WASHINGTON (Sputnik) – The contraction of Russia’s economy stemming from low oil prices and Western sanctions will slow down, International Monetary Fund (IMF) said in its Global Prospects and Policy Challenges report released on Wednesday.
"In Russia, the pace of contraction triggered by lower oil prices and sanctions is expected to slow," the report stated.
The IMF noted that Russia needs "some spending adjustment" in 2016 to offset the negative effect of low oil prices.
The IMF also advised Moscow to carry out structural reforms to lift economic growth and ensure continued governance.
"In Russia, structural reform should focus on enhancing governance and property right protection, lowering administrative barriers and regulation, increasing competition in domestic markets, and reinvigorating the privatization agenda as soon as market conditions permit," the report said.
The IMF also underscored that the recent pause in the Russian government’s monetary policy easing has been appropriate, because of the existing risks of inflation from ruble depreciation and external challenges.

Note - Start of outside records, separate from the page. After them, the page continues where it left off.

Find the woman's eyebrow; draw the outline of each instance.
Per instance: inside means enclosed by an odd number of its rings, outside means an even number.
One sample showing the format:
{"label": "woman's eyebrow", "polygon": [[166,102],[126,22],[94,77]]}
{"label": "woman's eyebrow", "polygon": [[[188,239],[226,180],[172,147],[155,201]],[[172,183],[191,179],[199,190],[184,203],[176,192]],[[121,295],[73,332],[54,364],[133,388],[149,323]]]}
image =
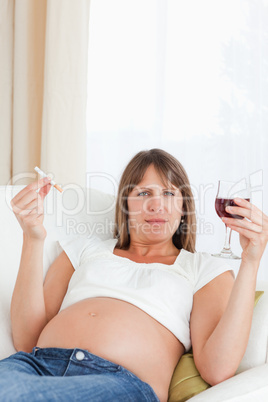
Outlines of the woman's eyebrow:
{"label": "woman's eyebrow", "polygon": [[[153,187],[153,188],[150,188],[150,187],[146,187],[146,186],[136,186],[135,188],[134,188],[134,190],[153,190],[153,189],[155,189],[155,187]],[[173,191],[176,191],[176,190],[178,190],[177,188],[175,188],[175,187],[162,187],[162,190],[173,190]]]}

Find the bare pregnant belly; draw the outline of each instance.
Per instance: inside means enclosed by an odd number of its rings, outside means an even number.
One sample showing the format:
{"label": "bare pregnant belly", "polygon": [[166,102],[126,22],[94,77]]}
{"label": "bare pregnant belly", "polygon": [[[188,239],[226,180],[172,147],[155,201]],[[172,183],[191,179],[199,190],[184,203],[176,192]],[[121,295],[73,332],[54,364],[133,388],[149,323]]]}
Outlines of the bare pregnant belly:
{"label": "bare pregnant belly", "polygon": [[120,364],[152,386],[160,401],[184,352],[177,338],[134,305],[107,297],[62,310],[43,329],[41,348],[81,348]]}

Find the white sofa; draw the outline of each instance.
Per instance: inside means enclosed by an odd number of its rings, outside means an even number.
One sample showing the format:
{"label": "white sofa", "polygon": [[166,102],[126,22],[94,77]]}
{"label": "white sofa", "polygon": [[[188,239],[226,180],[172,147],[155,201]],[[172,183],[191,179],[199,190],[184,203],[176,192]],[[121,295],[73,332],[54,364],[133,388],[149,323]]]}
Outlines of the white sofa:
{"label": "white sofa", "polygon": [[[10,200],[24,186],[0,186],[0,359],[15,352],[10,326],[10,301],[19,267],[22,231],[11,210]],[[68,187],[63,194],[54,188],[45,204],[44,275],[60,252],[57,240],[66,236],[94,232],[102,239],[112,237],[115,199],[94,189]],[[247,351],[237,374],[192,397],[191,402],[268,401],[268,283],[258,283],[265,290],[254,309]]]}

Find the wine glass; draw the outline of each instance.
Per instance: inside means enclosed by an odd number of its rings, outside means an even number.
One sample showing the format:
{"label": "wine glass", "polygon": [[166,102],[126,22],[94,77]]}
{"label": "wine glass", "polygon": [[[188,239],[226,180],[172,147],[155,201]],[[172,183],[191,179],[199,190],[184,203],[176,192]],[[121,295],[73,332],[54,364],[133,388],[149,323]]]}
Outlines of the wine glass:
{"label": "wine glass", "polygon": [[[231,217],[235,219],[243,219],[242,216],[228,213],[225,208],[230,206],[238,206],[234,202],[234,198],[244,198],[250,200],[250,187],[245,179],[239,182],[231,182],[219,180],[218,192],[215,200],[215,209],[220,218]],[[214,257],[232,258],[240,260],[241,257],[235,255],[231,250],[231,234],[232,229],[225,224],[225,242],[223,249],[218,254],[212,254]]]}

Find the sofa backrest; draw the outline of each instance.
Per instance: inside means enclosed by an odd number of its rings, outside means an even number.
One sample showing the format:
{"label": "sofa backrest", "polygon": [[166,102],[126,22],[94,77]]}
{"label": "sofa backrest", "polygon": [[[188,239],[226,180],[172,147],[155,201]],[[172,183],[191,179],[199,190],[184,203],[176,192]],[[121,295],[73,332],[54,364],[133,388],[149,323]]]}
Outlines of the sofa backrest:
{"label": "sofa backrest", "polygon": [[[7,270],[16,271],[20,260],[22,230],[11,209],[11,199],[24,186],[0,186],[0,252]],[[62,194],[54,188],[45,199],[47,229],[44,271],[55,257],[55,242],[63,237],[95,234],[103,240],[113,237],[115,197],[95,189],[69,187]],[[52,252],[52,255],[50,255]]]}

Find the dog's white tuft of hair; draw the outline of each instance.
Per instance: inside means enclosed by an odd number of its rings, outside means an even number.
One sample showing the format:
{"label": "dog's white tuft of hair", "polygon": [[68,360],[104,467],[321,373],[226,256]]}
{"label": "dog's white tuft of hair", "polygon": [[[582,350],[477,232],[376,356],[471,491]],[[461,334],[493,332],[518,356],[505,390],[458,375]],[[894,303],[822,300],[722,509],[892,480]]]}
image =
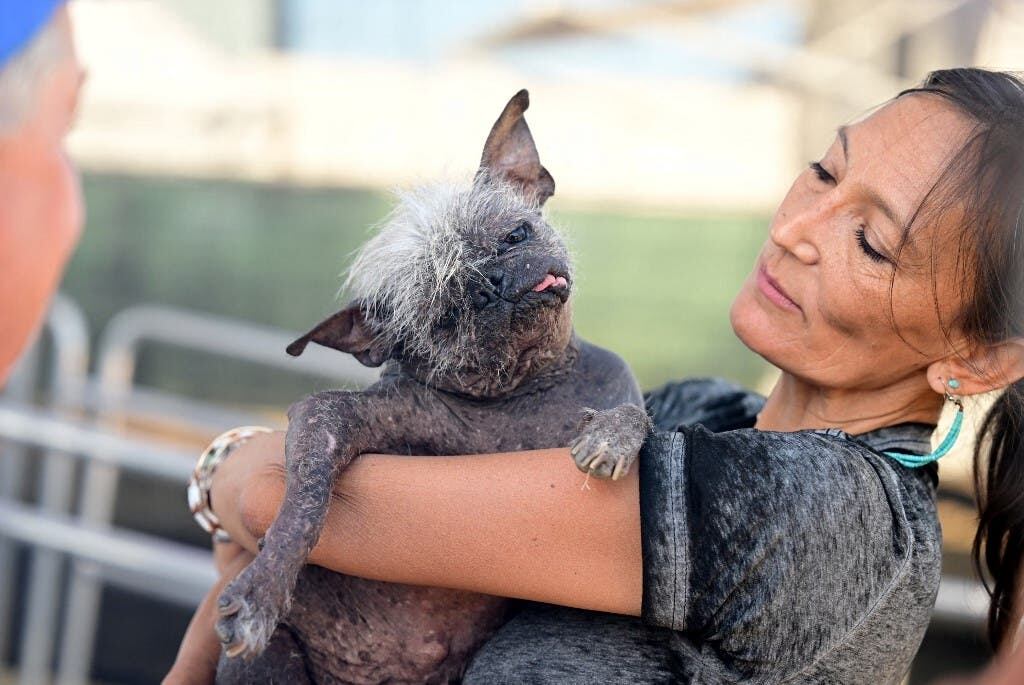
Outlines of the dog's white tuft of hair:
{"label": "dog's white tuft of hair", "polygon": [[[343,290],[380,335],[427,361],[433,374],[473,363],[479,346],[465,311],[467,284],[494,256],[488,227],[514,226],[537,208],[512,186],[480,176],[399,191],[398,204],[348,270]],[[493,230],[493,229],[492,229]],[[461,314],[461,315],[460,315]],[[454,326],[443,340],[438,326]]]}

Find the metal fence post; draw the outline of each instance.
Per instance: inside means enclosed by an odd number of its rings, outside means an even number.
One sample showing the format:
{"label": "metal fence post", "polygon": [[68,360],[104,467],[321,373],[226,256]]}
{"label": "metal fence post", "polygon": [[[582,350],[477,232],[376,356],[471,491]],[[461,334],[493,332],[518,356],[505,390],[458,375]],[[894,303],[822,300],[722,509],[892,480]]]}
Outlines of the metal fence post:
{"label": "metal fence post", "polygon": [[[104,411],[120,405],[120,395],[131,388],[135,372],[137,339],[119,334],[115,316],[107,325],[98,345],[96,376]],[[118,469],[110,464],[92,463],[85,467],[79,520],[90,526],[109,526],[114,516]],[[67,613],[62,631],[57,682],[60,685],[84,685],[92,664],[99,618],[102,584],[99,565],[89,559],[72,562],[68,587]]]}
{"label": "metal fence post", "polygon": [[[89,329],[81,309],[58,297],[50,309],[48,329],[53,341],[51,403],[59,413],[82,406],[89,372]],[[43,457],[39,484],[40,509],[64,514],[71,505],[75,468],[72,457],[49,451]],[[19,667],[25,685],[48,682],[57,637],[57,612],[63,554],[35,547],[28,575],[28,602]]]}
{"label": "metal fence post", "polygon": [[[39,351],[33,346],[11,374],[4,397],[28,400],[35,390],[38,370]],[[26,452],[24,445],[0,446],[0,501],[18,498],[25,480]],[[11,641],[16,553],[15,542],[0,536],[0,658]]]}
{"label": "metal fence post", "polygon": [[[244,340],[244,345],[237,341]],[[373,382],[378,375],[350,357],[311,350],[299,359],[284,354],[292,336],[268,329],[169,307],[138,306],[118,313],[107,324],[97,346],[96,377],[101,413],[123,408],[131,393],[139,345],[155,341],[212,355],[287,369],[295,373],[344,378],[353,384]],[[97,527],[109,525],[117,496],[118,470],[90,461],[85,470],[79,519]],[[68,593],[67,615],[58,667],[60,685],[81,685],[90,670],[102,584],[94,562],[76,559]]]}

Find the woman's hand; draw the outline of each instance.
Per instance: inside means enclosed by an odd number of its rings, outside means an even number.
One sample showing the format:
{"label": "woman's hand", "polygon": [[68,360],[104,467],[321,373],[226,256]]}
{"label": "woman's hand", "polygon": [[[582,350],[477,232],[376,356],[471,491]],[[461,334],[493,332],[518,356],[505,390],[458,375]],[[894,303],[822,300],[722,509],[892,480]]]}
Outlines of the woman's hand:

In September 2015, Russia's Central Bank announced it decided to leave annual key interest rates at 11 percent, and explained the move as a necessary measure to help slow down the national currency's depreciation and inflation.
"There is a risk that the decline in oil prices will further destabilize the outlook of oil exporters while the impact on importers generates less demand support than expected, lowering global growth and exacerbating the current low-inflation environment," the report stated.
Global oil prices dropped from $115 to less than $30 per barrel between June 2014 and January 2016, hitting their lowest levels since 2003, largely because of prolonged global oversupply and weak demand. Falling commodity prices have also had a negative effect on oil-exporting nations.
"Emerging market stress could rise more, also reflecting domestic vulnerabilities," the report added.
The IMF also pointed out that advanced economies will have to deal with tightened financial conditions created by financial market turbulence and asset price declines.